Samsung Hits $1 Trillion Valuation as AI Chip Demand Drives Record Surge
By admin | May 06, 2026 | 2 min read
Samsung hit a $1 trillion market valuation on Wednesday, with its stock price jumping more than 10%. The surge was fueled by the ongoing artificial intelligence boom, which continues to drive massive demand for chips. This milestone makes Samsung only the second Asian company ever to reach the trillion-dollar mark, following TSMC.
The news comes right after Samsung reported a blockbuster earnings report last week, showing profits eight times higher than the same period last year. Every company building AI systems right now needs chips, and Samsung produces the memory chips that power those systems. Demand is soaring while supply struggles to keep pace, pushing prices upward and boosting Samsung’s bottom line.

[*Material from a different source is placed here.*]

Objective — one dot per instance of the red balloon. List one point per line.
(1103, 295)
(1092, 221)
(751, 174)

There’s another reason shares surged on Wednesday. Reports emerged yesterday that Apple has been in talks with both Samsung and Intel to manufacture chips for Apple devices on U.S. soil. Apple has long relied almost exclusively on TSMC in Taiwan for chip production. If Samsung lands this deal, it would mark a major shift in the global semiconductor supply chain.
At the heart of Samsung’s profit explosion is high-bandwidth memory (HBM), a type of chip critical for running AI systems. This product has dramatically improved the company’s margins. But competition is fierce. Rival SK Hynix, another South Korean semiconductor giant, is aggressively chasing the same market, keeping pressure on Samsung to maintain its edge.
The AI boom is creating a chip shortage across the semiconductor industry. The world’s three largest memory chip makers—Samsung, SK Hynix, and Micron—are all struggling to keep up with runaway demand from AI data centers. All three companies have shifted investment away from consumer chip production to ramp up HBM output, which offers much higher margins and has become essential for large-scale AI infrastructure.
Despite Wednesday’s historic surge, Samsung still faces challenges. Workers are threatening an 18-day strike later this month, demanding a larger share of the AI windfall. Meanwhile, Samsung’s phone and TV divisions, which also need to buy those same memory chips for their products, are paying steep prices for the very chips driving the company’s record profits.